Nokia N73 Smartphone Review
The N73 has some lagging when you move through its menus, but it is faster than the E50 which is based on the same Symbian 9.1 S60 Interface operating system. Opening most of the applications and games is fast, but waiting for things like the multimedia menu, the gallery and the camera is annoying.
Surprisingly, the N73's signal strength is average and we were unable to place a call in places with poor coverage we could not even establish a connection. During the tests in an area where the signal gradually fades, we found out that the performance of the handset was worse than the one of the phone we compare all the rest to. The 1100mAh battery provided by the manufacturer is claimed to be enough for more than three and a half hours talk-time and two weeks in standby mode, and through normal usage, including taking pictures with the camera and listening to the music, the phone should last for at least two or three days.

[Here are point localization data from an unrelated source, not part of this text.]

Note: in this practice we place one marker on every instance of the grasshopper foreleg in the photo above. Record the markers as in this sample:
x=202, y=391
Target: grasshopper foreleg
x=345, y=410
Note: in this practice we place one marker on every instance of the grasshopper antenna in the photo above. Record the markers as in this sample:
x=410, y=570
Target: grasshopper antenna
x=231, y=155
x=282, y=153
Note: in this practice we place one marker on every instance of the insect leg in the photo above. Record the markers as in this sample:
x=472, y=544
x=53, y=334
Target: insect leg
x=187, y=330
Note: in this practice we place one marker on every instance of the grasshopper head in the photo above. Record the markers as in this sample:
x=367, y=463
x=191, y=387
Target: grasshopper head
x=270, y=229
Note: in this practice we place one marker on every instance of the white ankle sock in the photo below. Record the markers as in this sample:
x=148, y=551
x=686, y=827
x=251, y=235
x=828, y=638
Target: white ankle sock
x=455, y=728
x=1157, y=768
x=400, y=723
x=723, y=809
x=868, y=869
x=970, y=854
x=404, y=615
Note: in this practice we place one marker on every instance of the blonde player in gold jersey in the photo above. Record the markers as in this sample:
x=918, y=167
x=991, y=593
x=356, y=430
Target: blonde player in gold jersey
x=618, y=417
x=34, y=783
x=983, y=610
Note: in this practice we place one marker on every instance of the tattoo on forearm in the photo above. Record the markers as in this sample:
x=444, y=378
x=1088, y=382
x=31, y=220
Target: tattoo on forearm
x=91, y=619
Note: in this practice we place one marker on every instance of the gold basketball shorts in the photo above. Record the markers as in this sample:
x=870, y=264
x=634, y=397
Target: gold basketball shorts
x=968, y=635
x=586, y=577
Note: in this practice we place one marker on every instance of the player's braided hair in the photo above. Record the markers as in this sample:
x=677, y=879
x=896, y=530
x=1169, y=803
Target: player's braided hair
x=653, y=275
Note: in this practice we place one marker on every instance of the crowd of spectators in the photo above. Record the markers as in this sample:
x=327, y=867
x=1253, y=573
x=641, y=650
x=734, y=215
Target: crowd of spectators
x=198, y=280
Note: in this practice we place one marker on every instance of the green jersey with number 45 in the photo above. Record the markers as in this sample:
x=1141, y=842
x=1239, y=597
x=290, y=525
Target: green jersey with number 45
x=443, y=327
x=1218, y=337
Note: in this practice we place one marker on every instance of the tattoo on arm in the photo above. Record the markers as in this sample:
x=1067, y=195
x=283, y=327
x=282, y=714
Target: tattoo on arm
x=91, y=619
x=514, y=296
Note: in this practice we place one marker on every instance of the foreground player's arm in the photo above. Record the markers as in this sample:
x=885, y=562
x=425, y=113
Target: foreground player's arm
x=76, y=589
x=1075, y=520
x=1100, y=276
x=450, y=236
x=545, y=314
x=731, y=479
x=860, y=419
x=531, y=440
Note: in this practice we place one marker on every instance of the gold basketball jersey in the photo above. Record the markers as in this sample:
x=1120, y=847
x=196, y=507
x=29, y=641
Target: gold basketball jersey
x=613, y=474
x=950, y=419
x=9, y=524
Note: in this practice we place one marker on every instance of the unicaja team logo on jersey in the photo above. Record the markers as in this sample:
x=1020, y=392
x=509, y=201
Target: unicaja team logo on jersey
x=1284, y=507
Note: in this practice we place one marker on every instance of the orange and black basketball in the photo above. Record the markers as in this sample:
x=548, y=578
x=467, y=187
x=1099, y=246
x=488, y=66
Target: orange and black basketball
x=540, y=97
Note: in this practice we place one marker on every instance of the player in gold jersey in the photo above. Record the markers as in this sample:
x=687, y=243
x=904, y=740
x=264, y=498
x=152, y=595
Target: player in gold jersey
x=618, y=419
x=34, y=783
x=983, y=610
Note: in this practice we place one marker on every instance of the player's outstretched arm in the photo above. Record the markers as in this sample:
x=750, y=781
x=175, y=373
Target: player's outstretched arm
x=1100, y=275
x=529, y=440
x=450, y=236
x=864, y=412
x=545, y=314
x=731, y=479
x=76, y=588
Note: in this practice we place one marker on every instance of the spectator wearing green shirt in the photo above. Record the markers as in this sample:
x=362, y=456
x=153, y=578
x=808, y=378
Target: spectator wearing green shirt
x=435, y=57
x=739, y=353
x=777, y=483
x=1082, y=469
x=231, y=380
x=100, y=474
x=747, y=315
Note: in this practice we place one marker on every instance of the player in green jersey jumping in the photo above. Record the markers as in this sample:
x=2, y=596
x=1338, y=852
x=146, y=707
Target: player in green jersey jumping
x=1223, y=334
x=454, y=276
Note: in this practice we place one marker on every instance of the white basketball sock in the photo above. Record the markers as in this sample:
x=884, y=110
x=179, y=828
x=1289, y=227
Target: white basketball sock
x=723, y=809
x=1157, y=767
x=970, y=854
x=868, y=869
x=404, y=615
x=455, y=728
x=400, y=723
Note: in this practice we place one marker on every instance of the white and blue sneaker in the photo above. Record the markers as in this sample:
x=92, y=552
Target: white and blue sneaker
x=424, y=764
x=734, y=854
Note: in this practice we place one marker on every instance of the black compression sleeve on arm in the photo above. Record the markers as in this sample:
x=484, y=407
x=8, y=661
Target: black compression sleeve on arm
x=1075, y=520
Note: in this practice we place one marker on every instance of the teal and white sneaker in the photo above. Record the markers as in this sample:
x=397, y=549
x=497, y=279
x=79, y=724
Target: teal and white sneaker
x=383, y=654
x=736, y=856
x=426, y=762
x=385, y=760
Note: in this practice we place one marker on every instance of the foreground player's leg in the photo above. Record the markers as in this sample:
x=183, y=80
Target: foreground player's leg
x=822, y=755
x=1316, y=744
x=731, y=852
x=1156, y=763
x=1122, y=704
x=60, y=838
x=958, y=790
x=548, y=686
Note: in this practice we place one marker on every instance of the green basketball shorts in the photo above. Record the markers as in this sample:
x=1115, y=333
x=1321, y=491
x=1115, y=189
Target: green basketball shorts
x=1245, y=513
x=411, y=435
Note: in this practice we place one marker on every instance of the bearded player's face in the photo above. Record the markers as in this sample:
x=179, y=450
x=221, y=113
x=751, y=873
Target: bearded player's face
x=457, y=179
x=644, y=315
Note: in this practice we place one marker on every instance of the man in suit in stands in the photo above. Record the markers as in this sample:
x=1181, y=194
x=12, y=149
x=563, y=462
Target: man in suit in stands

The N73 is a multimedia-centric device and as a smartphone it can expand its abilities with additional applications, which is a huge advantage over the rival models from other manufacturers the K800 from SonyEricsson for example. It is one of the best cameraphones on the market now with its 3-megapixels and auto-focus lens by Carl Zeiss, and produces images even better than the Nokia's flagship phone the N93. Although its music player's interface is not the most comfortable to use, it offers good options for sorting, but unfortunately the sound from the stereo speakers lacks quality for a portable audio system. Overall, the N73 is very good device, and the Symbian S60 OS justifies the bulky size.